Many head injuries are caused by balls to the head or face. Equipment, awareness, and proper training can help to prevent these injuries. The Centers for Disease Control and Prevention has developed a number of guidelines for players, families, coaches and athletic organizations to prepare for this season. Our Fort Lauderdale child injury attorneys are dedicated to helping our community achieve baseball safety goals this summer.
1) Helmet sizing. Proper equipment is critical to preventing head injury. Players should know what equipment is necessary and should always be wearing appropriate head gear, even in the dugout. Helmets should be properly sized for athletes. To size a helmet, you can use a soft tape measure or use string and a ruler. Helmet companies may have varying sizes so it is important to do a fitting before it is used on the field. There should be no spaces between padding and the player’s head.

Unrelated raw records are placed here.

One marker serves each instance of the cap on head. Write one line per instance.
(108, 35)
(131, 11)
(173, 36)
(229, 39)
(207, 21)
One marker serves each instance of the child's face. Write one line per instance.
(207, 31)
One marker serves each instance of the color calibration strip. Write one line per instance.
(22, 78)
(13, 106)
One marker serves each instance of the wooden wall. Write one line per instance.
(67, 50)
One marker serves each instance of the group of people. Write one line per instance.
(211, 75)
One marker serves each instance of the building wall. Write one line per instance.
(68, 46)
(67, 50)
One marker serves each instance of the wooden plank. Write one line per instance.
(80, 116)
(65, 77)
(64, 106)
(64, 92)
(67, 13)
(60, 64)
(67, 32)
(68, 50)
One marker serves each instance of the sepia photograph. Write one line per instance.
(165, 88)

2) Using equipment properly. After a helmet is sized, parents and coaches should double check to make sure that the player can see properly. Ask your child or team member if the helmet feels comfortable and secure. A catcher’s helmet may be one or two pieces and should also fit snugly. Remember that no player should try to wear a baseball cap and a helmet at the same time. This could impair the fit and effectiveness of the helmet.
3) Stay alert and aware. Young players can be distracted on the field, but it is important to remind young athletes to stay focused and alert, during practice and during games. All baseball players should be engaged and prepared to catch, avoid or deflect balls, whether in the dugout or on the field.

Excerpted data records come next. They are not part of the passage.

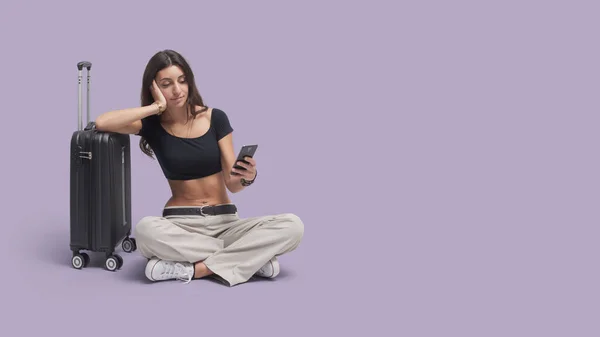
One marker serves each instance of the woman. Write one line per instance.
(199, 233)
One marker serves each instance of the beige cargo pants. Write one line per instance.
(233, 248)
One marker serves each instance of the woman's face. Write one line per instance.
(173, 85)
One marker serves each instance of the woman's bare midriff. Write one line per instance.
(199, 192)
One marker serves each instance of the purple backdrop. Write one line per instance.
(443, 156)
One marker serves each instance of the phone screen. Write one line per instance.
(246, 151)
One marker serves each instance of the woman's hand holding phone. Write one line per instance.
(247, 170)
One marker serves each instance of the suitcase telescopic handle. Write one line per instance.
(80, 66)
(84, 64)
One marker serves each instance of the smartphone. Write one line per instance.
(246, 151)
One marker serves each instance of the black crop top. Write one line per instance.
(187, 158)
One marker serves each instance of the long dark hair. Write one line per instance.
(158, 62)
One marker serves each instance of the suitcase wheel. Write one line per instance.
(80, 260)
(113, 262)
(129, 245)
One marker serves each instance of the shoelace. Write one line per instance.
(178, 271)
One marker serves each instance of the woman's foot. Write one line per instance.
(161, 270)
(270, 269)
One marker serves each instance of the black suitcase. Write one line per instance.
(100, 190)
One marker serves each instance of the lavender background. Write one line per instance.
(443, 156)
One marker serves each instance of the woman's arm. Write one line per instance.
(127, 121)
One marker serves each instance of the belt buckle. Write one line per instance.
(202, 210)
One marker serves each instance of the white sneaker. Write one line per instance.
(270, 269)
(160, 270)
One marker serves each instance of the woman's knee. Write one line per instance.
(294, 226)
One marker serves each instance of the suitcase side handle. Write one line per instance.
(88, 66)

4) When a ball strikes a player. Even if an injury doesn’t look severe, it could have caused significant damage or harm. In many cases, the severity of a blow to the head is not known for hours, days, or even weeks after an injury. Parents or coaches should not be the judge of the seriousness of an injury. You should always seek a professional medical provider to determine whether the player has suffered a serious head injury. Parents should watch for signs of injury and be aware of the possibility of a concussion.

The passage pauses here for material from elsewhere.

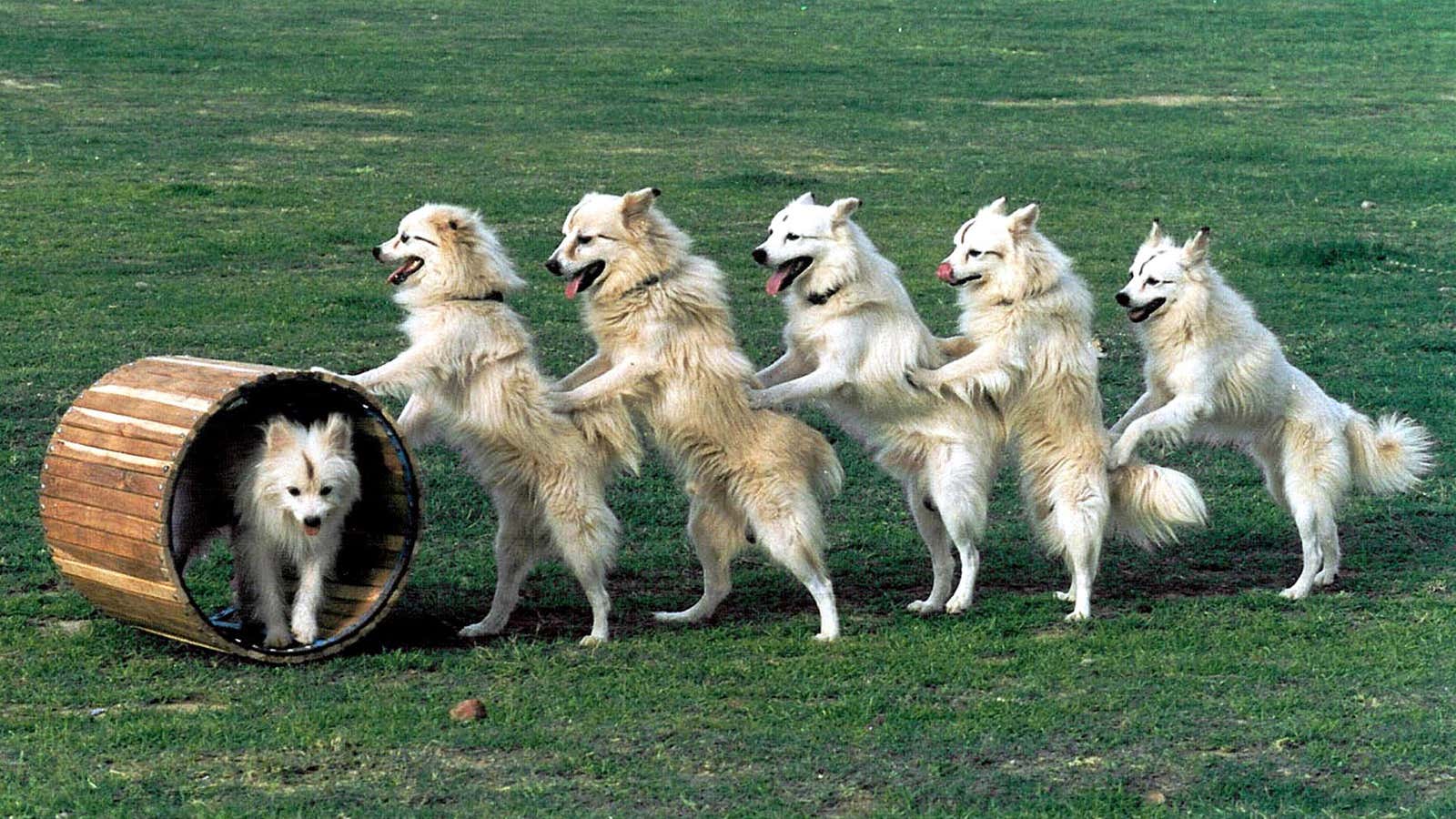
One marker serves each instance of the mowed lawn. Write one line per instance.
(206, 178)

5) Long-term brain damage. Multiple blows to the head have been proven to cause long-term and permanent brain injury or traumatic brain injury (TBI). A player should not return to the game after being struck by a ball. Many health professionals also recommend sitting out several games or even the season after an injury.
While baseball season is exciting for players, coaches, fans and parents, remember that safety is of foremost importance. An injury can cause immediate and severe damage and should be tended to accordingly.